For the Authentication Method, select either the Role-based or the AccessKey/SecretKey option:
Upsolver recommends that you use Role-based access.
To define the correct permissions for the role, follow the Amazon S3 access configuration guide to create an IAM policy.
If your S3 bucket runs on a different AWS account than the one running Upsolver, you need to create trust between the role and the account running Upsolver. Follow the Role-Based AWS Credentials guide to create a trusted AWS Role and find your External Id.
To create your Access key id and Secret access key, follow the AWS Account and Access Keys guide.
Encryption Key
By default, Upsolver uses the default encryption defined in the AWS bucket to read the files. Alternatively, you can provide the Base64 text representation of the encryption key to use or an ARN for an existing AWS KMS key.
When you have entered your authentication information, click Test Connection.
By default, if you have already created a connection, Upsolver selects Use an existing connection, and your Amazon S3 connection is populated in the list.
For organizations with multiple connections, select the source connection you want to use.

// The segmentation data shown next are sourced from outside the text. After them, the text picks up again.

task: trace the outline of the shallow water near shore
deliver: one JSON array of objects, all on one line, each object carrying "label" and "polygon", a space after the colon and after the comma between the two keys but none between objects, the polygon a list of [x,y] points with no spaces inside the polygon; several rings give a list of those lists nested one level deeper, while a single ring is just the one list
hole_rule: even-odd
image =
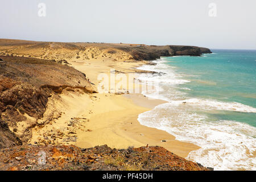
[{"label": "shallow water near shore", "polygon": [[168,102],[138,120],[200,146],[189,160],[216,170],[255,170],[256,51],[213,52],[138,68],[166,73],[139,79],[158,84],[157,92],[143,94]]}]

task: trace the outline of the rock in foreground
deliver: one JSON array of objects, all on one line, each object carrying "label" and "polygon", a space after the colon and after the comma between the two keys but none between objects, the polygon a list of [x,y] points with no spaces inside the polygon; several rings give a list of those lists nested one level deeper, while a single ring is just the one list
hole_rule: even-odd
[{"label": "rock in foreground", "polygon": [[106,145],[86,149],[26,145],[1,149],[0,156],[0,170],[208,170],[158,146],[117,150]]}]

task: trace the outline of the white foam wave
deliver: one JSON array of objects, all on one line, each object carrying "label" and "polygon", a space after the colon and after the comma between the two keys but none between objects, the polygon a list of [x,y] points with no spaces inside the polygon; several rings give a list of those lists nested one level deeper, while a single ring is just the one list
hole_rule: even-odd
[{"label": "white foam wave", "polygon": [[170,103],[141,114],[138,119],[142,125],[166,131],[179,140],[200,146],[199,150],[189,153],[188,159],[215,170],[256,169],[256,129],[249,125],[231,121],[207,121],[205,115]]},{"label": "white foam wave", "polygon": [[173,101],[171,103],[174,105],[185,104],[187,105],[190,105],[191,106],[200,107],[200,108],[205,110],[229,110],[256,113],[256,108],[234,102],[225,102],[212,100],[193,98],[181,101]]},{"label": "white foam wave", "polygon": [[[188,159],[214,167],[217,170],[256,169],[256,128],[232,121],[213,121],[195,110],[227,110],[256,113],[256,108],[238,102],[186,98],[185,92],[176,85],[189,81],[175,72],[175,67],[156,61],[156,65],[138,69],[166,73],[161,76],[142,76],[143,81],[159,82],[158,92],[143,94],[170,102],[157,106],[142,113],[138,120],[143,125],[166,131],[176,139],[192,142],[201,148],[191,152]],[[159,80],[160,79],[160,80]],[[187,90],[189,89],[187,88]],[[186,88],[181,88],[186,89]]]}]

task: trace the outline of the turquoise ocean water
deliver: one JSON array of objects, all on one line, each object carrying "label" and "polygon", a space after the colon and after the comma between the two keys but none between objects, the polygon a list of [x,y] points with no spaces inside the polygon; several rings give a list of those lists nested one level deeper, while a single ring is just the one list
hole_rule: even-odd
[{"label": "turquoise ocean water", "polygon": [[201,148],[188,159],[215,169],[256,169],[256,50],[213,49],[201,57],[174,56],[139,69],[158,84],[143,94],[168,101],[139,115]]}]

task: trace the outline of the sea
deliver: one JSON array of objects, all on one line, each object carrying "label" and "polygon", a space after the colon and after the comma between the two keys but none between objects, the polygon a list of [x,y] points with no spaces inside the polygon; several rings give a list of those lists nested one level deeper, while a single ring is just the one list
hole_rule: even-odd
[{"label": "sea", "polygon": [[188,160],[214,170],[256,170],[256,50],[211,51],[138,68],[162,73],[138,79],[157,85],[142,94],[168,102],[138,120],[199,146]]}]

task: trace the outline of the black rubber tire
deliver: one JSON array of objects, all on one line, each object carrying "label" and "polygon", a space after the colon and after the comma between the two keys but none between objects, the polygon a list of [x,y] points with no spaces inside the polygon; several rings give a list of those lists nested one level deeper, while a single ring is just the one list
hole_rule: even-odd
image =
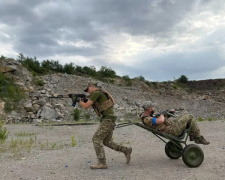
[{"label": "black rubber tire", "polygon": [[183,150],[182,159],[188,167],[198,167],[204,160],[204,153],[199,146],[189,144]]},{"label": "black rubber tire", "polygon": [[183,154],[183,146],[180,143],[174,144],[169,141],[166,143],[165,152],[170,159],[179,159]]}]

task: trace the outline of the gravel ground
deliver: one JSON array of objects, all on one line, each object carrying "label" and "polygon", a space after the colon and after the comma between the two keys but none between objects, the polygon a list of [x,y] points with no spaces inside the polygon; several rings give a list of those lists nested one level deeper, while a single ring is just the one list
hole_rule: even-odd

When the connection is established, Upsolver will attempt to list your buckets if the s3:ListAllMyBuckets permission was provided by the connection above. As an alternative, you can specify the name of your bucket, e.g. s3://upsolver-samples.
Next, you can optionally Select the location to read the files from. Leave this empty to ingest the entire bucket.
To specify the file types to ingest, choose an option from the Select the file's content type / Parse files using list, e.g. JSON, CSV, Parquet. This list defaults to Automatic.
Select the file name pattern for the files you would like to ingest
Upsolver ingests all files in the selected location by default. To change this option, in the list, select Ingest files matching a regular expression.
If your source files are partitioned by a date pattern, Upsolver can load existing and new files using the pattern. This affects the order of files loaded and avoids delays when many changes occur across the bucket.
By default, Upsolver will list and ingest files in the ingest job’s bucket and folder as soon as they are discovered. When you set a date pattern, Upsolver uses the date in the folder path to understand when new files are added. The date in the path is used to process data in order of arrival. If files are added to a folder named with a future date, these files will not be ingested until that date becomes the present.
Delete the source files following ingestion
To discover new files, when a date pattern is not set, Upsolver lists the top-level prefix and performs a diff to detect newly created files. It then lists the paths adjacent to these newly added files and assumes that if a file was added here, others will be as well. This process is performed at regular intervals to ensure files are not missed.
For buckets with few files and predictable changes, this works well. However, for buckets with many changes across millions of files and hundreds of prefixes, the scanning and diffing process may result in ingestion and processing delays.
To optimize this process, consider setting the Delete the source files following ingestion option to TRUE. This moves ingested files to another staging location, leaving the source folder empty and making it easier and faster for Upsolver to discover new files. Be aware that configuring Upsolver to move ingested files could impact other systems if they depend on the same raw files.
When you select a bucket and folder, Upsolver will attempt to load a sample of the files.
If Upsolver did not load any sample files, try the following:
Verify that the location on your bucket contains files.
Select a content type that matches the content type of your stream.